ALÉNA: Trump veut une clause crépusculaire
WASHINGTON — L’administration américaine a confirmé jeudi qu’elle souhaitait inclure dans un nouvel Accord de libre-échange nord-américain (ALÉNA) une «clause crépusculaire», qui mettrait automatiquement un terme au traité commercial cinq ans après sa signature, à moins que les trois États membres ne s’entendent pour le prolonger.
Cette idée flottait dans l’air aux États-Unis depuis des mois, mais c’est la première fois qu’un haut responsable la dévoile publiquement. Et la proposition a suscité immédiatement une forte résistance dans les capitales canadienne et mexicaine, où on y voit la recette idéale pour créer de l’incertitude économique et effrayer les investisseurs à long terme.
C’est le secrétaire américain au Commerce, Wilbur Ross, qui a confirmé la proposition, jeudi, indiquant que la menace d’une fin imminente de l’accord forcerait les parties à constamment le réévaluer et l’améliorer. En prenant la parole dans le cadre d’un forum de discussions organisé par le site web Politico, il a ajouté que cette disposition mènerait à une réévaluation permanente de l’accord grâce à la création d’un «espace de discussion pour régler les choses».
M. Ross a soutenu que le nouveau représentant américain au Commerce, Robert Lighthizer, responsable des négociations de l’ALÉNA pour les États-Unis, appuyait cette idée. Il admet toutefois que rien ne permet d’affirmer que le Canada et le Mexique accepteront cette proposition.

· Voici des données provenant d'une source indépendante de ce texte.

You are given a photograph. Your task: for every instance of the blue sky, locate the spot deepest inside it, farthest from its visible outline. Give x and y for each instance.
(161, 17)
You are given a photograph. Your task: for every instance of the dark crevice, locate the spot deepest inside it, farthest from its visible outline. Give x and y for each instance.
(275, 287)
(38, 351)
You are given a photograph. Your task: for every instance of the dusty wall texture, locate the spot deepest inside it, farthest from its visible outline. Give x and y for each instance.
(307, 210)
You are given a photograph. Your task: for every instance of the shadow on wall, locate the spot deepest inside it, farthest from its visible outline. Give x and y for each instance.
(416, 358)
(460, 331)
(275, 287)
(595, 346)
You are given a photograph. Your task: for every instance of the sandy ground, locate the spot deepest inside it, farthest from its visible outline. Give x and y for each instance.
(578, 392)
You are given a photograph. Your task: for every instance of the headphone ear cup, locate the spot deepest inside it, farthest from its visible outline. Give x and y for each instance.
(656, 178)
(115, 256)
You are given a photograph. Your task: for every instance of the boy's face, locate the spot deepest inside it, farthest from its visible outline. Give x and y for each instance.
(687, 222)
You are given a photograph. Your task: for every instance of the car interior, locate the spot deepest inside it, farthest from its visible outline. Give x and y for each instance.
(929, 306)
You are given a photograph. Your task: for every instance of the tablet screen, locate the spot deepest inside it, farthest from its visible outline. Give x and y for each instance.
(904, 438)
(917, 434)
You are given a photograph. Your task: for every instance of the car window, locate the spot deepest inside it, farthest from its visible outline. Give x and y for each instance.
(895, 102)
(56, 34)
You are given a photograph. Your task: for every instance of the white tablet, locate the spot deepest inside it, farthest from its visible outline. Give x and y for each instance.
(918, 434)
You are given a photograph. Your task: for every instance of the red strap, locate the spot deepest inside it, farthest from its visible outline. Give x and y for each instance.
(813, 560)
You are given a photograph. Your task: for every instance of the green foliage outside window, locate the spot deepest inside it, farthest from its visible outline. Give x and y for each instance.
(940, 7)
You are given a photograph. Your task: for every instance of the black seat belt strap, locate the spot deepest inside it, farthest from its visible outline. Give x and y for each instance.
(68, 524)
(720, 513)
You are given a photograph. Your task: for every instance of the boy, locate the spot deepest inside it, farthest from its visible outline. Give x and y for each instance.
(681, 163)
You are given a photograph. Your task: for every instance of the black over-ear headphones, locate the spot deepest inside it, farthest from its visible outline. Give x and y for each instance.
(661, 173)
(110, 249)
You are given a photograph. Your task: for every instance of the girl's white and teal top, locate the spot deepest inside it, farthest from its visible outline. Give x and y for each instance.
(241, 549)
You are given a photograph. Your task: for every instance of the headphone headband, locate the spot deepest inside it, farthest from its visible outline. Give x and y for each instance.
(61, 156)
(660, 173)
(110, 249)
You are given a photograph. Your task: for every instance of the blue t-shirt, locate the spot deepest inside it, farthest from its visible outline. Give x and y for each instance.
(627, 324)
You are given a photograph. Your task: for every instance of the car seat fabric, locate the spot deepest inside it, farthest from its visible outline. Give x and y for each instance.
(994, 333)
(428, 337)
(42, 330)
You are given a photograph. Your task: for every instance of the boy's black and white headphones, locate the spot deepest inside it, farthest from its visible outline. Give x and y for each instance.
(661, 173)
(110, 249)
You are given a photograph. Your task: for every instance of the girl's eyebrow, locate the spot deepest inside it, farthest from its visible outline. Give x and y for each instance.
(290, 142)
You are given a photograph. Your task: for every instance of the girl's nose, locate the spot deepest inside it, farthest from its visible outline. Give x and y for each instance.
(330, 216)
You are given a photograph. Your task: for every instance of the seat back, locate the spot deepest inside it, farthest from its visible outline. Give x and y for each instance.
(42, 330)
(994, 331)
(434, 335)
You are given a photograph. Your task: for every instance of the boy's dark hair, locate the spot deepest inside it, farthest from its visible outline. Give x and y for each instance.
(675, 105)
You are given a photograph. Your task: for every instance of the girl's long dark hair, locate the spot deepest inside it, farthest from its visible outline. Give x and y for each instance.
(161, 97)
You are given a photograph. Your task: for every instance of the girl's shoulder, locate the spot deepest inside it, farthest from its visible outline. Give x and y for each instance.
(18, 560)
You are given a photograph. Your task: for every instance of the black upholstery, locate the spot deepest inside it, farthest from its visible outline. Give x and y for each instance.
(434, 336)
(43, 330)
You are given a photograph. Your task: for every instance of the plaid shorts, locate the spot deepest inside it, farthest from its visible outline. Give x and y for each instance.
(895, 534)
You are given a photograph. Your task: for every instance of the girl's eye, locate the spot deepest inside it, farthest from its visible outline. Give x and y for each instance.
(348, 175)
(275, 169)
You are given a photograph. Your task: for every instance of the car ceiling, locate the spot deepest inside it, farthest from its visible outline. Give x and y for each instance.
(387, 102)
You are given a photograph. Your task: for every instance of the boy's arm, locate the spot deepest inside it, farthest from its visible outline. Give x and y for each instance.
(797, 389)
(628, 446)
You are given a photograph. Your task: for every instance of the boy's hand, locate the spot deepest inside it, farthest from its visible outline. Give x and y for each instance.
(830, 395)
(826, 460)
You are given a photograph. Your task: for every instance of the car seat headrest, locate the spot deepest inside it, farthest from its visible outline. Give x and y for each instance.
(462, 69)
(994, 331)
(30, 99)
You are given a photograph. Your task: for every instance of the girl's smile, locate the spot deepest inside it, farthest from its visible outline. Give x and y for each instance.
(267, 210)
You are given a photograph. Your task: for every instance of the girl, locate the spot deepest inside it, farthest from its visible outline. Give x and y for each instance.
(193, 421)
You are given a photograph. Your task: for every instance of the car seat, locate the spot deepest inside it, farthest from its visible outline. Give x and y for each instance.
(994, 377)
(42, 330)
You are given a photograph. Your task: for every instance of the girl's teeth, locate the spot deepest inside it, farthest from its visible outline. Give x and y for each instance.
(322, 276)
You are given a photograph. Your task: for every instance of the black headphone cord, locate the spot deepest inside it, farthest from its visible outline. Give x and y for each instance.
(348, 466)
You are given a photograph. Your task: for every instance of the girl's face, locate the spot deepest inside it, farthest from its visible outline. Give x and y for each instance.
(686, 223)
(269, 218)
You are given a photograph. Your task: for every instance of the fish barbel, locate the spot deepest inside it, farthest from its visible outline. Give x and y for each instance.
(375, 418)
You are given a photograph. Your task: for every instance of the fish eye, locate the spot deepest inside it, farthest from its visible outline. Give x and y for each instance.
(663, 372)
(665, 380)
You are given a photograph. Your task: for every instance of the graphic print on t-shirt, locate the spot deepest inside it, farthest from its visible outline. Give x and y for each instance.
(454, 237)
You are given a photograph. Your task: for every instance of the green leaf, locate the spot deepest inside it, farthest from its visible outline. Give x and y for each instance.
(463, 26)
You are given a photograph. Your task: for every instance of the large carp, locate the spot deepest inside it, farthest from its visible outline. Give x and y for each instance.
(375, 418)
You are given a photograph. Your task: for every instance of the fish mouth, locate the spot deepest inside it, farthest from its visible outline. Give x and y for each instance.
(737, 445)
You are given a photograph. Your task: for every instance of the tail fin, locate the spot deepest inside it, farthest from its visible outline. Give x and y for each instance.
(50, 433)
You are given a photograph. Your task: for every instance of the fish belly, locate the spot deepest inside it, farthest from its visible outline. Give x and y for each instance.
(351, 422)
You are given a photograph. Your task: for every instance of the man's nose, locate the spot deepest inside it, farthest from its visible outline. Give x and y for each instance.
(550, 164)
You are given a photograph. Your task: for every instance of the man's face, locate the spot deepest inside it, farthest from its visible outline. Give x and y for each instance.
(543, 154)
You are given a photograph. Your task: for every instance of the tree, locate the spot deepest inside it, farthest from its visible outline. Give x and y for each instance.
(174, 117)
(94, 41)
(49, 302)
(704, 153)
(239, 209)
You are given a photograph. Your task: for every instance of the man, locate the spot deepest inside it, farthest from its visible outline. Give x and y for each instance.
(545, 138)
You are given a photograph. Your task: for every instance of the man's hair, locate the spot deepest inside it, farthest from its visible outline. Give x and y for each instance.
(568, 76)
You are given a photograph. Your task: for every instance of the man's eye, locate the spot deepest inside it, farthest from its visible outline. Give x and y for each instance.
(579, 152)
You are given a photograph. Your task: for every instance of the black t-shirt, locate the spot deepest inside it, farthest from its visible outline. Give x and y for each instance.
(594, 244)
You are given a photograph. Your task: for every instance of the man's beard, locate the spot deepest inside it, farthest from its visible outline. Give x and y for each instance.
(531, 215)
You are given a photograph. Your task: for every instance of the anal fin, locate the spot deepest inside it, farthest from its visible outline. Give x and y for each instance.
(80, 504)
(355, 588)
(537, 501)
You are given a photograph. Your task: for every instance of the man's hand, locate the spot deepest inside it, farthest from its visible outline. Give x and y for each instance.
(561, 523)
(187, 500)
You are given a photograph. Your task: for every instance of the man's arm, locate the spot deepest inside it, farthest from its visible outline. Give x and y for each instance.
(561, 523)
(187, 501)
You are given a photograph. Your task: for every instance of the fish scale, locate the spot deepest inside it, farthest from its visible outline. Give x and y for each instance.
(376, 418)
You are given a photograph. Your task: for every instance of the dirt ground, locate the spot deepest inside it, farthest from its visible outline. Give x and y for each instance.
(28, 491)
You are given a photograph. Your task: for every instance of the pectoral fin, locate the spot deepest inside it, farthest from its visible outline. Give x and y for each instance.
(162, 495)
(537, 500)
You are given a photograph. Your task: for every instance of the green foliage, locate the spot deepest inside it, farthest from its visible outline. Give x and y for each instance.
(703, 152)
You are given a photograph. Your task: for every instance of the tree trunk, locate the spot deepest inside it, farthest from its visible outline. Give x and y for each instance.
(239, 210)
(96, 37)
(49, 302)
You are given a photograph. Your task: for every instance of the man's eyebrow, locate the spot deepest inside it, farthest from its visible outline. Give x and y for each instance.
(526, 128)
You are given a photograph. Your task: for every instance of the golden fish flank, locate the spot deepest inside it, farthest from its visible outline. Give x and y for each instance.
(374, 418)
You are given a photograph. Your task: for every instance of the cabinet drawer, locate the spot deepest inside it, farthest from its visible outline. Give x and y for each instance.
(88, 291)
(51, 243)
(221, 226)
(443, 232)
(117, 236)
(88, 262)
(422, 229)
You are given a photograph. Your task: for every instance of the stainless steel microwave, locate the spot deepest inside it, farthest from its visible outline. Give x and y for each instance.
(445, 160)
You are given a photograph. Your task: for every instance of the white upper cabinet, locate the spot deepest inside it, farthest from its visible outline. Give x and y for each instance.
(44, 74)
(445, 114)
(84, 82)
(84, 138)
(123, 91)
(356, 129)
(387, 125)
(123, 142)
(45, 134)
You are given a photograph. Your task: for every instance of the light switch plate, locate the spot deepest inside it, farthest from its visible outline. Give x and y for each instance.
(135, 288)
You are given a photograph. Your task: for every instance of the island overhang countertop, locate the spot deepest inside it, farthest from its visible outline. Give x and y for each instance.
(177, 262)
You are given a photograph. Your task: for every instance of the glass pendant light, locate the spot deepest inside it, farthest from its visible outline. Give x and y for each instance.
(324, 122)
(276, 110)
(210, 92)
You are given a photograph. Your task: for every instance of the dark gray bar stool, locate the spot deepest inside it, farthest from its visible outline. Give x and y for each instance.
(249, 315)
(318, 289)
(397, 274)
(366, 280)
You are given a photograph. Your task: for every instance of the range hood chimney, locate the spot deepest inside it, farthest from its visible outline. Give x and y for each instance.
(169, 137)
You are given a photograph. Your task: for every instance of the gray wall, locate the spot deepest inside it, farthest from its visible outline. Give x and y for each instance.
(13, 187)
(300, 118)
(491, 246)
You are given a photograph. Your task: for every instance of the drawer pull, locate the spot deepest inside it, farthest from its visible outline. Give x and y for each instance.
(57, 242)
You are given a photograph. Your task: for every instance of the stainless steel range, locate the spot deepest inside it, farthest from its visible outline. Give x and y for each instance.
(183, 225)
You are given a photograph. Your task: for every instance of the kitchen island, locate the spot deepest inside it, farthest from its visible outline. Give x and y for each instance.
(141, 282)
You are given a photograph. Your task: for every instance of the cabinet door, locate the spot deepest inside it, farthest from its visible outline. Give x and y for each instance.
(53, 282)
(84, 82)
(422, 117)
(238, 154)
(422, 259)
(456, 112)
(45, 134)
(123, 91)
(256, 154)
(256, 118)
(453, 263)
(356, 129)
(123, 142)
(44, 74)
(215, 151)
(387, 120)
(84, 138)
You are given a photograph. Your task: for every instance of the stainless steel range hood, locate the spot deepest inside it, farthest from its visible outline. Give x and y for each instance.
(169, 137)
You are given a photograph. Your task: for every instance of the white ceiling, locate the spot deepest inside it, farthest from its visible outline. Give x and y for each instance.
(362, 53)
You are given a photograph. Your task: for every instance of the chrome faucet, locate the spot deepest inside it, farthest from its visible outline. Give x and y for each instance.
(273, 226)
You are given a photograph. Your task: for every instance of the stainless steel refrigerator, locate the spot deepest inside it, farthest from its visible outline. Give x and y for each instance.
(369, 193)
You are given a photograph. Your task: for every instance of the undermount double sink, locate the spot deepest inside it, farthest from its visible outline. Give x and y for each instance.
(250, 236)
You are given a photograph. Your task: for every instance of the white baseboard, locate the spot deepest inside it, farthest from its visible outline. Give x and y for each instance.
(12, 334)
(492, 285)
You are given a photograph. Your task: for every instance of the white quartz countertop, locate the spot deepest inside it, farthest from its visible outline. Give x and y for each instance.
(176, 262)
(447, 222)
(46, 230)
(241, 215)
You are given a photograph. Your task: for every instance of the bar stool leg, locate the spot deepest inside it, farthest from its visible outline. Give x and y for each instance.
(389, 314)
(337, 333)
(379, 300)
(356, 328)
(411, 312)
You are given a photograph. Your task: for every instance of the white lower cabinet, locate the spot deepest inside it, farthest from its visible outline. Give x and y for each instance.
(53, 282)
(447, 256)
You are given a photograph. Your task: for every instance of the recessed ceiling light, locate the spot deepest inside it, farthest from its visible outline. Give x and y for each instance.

Les États-Unis souhaitent conclure un accord d’ici la fin de cette année, a rappelé M. Ross. Car il sera plus difficile de signer une entente l’an prochain pour quatre raisons, a-t-il dit: la «voie rapide» pour l’approbation de certaines lois sera réévaluée par le Congrès, des élections générales et présidentielle auront lieu au Mexique en juillet, des élections de mi-mandat se tiendront en novembre 2018 aux États-Unis, et des élections provinciales sont aussi prévues au Canada (notamment au Québec et en Ontario).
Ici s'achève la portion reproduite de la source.